Symbolic Music Generation with Non-Differentiable Rule Guided Diffusion

This is the codebase for the paper: Symbolic Music Generation with Non-Differentiable Rule Guided Diffusion.

We introduced a symbolic music generator with non-differentiable rule guided diffusion models, drawing inspiration from stochastic control. Please check here for the mp3 and midi files of the generated music. We released a colab notebook for demonstration. For more music demos, please visit our project website.

Set up the environment

Put the pretrained VAE checkpoint under taming-transformers/checkpoints
Create conda virtual environment via: conda env create -f environment.yml
Activating virtual env: conda activate guided

Download Pretrained Checkpoints

Download the pretrained VAE checkpoint and put it under taming-transformers/checkpoints/all_onset/epoch_14.ckpt.
Download the pretrained Diffusion Model checkpoint and put it under loggings/checkpoints/ema_0.9999_1200000.pt.
Download the pretrained classifier checkpoints for each rule and put them under loggings/classifier/.

Rule Guided Generation

All the configs of the rule guidance are stored in scripts/configs/. cond_demo contains the configs that we used to generate the demos for composer co-creation. cond_table contains the configs that we used to create the table in the paper. edit contains the configs of editing an existing excerpt. For instance, if you want to guide diffusion models on all of the rules simultaneously, and use both SCG and classifier guidance, you can use this config scripts/configs/cond_table/all/scg_classifier_all.yml. The results will save in this directory: loggings/cond_table/all/scg_classifier_all.

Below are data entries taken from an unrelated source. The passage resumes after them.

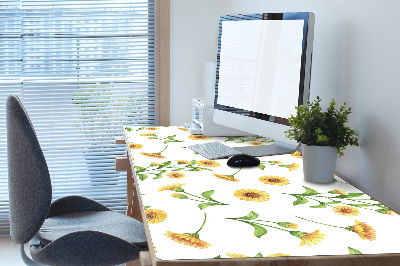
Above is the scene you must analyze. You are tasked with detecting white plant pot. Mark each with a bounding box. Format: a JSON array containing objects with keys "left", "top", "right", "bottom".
[{"left": 301, "top": 144, "right": 338, "bottom": 183}]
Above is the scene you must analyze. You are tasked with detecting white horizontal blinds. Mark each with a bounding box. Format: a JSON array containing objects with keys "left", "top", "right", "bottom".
[
  {"left": 0, "top": 0, "right": 158, "bottom": 237},
  {"left": 0, "top": 0, "right": 21, "bottom": 235}
]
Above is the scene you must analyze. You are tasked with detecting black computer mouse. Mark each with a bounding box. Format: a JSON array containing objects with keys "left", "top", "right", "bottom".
[{"left": 226, "top": 154, "right": 260, "bottom": 166}]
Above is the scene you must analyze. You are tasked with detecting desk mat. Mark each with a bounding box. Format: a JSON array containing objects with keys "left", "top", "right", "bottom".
[{"left": 124, "top": 126, "right": 400, "bottom": 260}]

The config file contains the following fields:

Field	Description
`target_rules`	Specify the desired attributes here. New rules can be added by writing rule programs in `music_rule_guidance/music_rules.py` and updating `rule_maps`.
`guidance`	Hyper-parameters for guidance, including classifier config for classifier guidance, and when to start or stop using guidance.
`scg`	Hyper-parameters for stochastic control guidance (SCG, ours).
`sampling`	Hyper-parameters for diffusion model sampling. Options include using DDIM or sampling longer sequences with `diff_collage`.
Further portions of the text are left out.